It recently dawned on Doug Banister, pastor of All Souls Church in Knoxville, Tennessee, that it may be better spent in his own community. He uses the story of a young boy living in a dire situation to show how there are problems right in front of him that need to be addressed. He was worried about problems elsewhere and miss what was right in front of him.
That realization led him to re-think the thousands of dollars he spent on international mission trips. He makes the case for investing in the community of Knoxville in an article for Christianity Today.
Every time I hear of another $3,000 short-term mission trip, I think about Dan and Mary, whose ministry to Knoxville’s refugee community is chronically underfunded. I think about the 1,600 meals that the same sum would pay for at our rescue mission. I think about the inner city schoolteacher who dips into her $34,000 salary to pay for pencils and treats. I think of the 83-year-old widow with the $700 winter heating bill, waiting for a new roof she can’t afford.
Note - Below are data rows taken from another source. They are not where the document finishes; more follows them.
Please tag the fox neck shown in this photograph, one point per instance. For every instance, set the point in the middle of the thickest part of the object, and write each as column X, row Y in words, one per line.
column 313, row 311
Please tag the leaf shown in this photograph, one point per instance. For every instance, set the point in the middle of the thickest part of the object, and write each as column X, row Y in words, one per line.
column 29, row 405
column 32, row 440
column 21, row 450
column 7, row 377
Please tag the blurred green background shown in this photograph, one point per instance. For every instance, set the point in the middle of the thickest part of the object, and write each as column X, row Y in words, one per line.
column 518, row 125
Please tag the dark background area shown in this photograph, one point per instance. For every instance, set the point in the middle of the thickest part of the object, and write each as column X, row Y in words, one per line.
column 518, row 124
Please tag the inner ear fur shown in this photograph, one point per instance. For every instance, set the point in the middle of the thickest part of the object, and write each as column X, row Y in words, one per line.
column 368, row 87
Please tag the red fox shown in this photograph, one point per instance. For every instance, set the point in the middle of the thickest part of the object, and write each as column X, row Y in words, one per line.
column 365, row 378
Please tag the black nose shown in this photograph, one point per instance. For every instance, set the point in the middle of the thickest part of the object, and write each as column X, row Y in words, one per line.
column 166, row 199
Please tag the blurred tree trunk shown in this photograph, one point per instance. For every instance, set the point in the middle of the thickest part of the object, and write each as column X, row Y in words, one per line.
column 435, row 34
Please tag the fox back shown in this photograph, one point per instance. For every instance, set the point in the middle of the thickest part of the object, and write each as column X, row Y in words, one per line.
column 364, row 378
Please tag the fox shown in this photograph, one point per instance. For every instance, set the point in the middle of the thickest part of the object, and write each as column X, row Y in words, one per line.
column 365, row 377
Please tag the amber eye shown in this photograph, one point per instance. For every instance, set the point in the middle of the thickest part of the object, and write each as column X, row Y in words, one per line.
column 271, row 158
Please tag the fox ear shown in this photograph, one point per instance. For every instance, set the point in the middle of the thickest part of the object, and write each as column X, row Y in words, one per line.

I think about the 50 children of prisoners on the waiting list for the underfunded Amachi mentoring program. I think about the 30 children who have never seen a deer who could go to a Bible camp in the mountains for the same amount of money it takes to send one person overseas for a week. And I think about the starving boy on my swim team.
The ideas are almost there, but he strays off the path. The problem with the mission trips is that the money could have been better spent both home and abroad. Rather than traveling to volunteer each year, he can have a greater impact by putting that same money behind community-based programs in Knoxville and Kathmandu.